Let $A$ be an arbitrary $n\times n$ matrix over $\mathbb{C}$ and define the linear transformation $T:F^{n\times n}\rightarrow F^{n\times n}\text{,}\quad T(B)=AB-BA$.
I want to prove that $\dim \operatorname{Im}(T)\leq n^{2}-n$
The rank nullity theorem gives $\dim\operatorname{Im}(T)=n^{2}-\dim \operatorname{Ker}(T)$, so this is equivalent to proving that $\dim \operatorname{Ker}(T)\geq n$, i.e. the subspace of matrices commuting with $A$ is at least $n$ dimensional.
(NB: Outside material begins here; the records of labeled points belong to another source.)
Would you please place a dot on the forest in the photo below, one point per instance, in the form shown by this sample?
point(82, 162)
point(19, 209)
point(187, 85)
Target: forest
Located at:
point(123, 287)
In the case that $A$ is diagonalizable, it isn't too hard to show that $n\leq \dim\operatorname{Ker}(T)\leq n^{2}$, the minimal case occuring for $A$ having $n$ distinct eigenvalues (in this caase the kernel is the subspace of diagonal matrices), and the maximal case provided by $A=I$.
It is the general/non diagonalisable case I'm not sure on, and any hints or pointers would be appreciated.
I'm not sure how relevant it is, but by noting that $T(A)=T(0)=0$, while $A\neq 0$ in general we see that $T$ is not injective, so $\det T(B)=0$.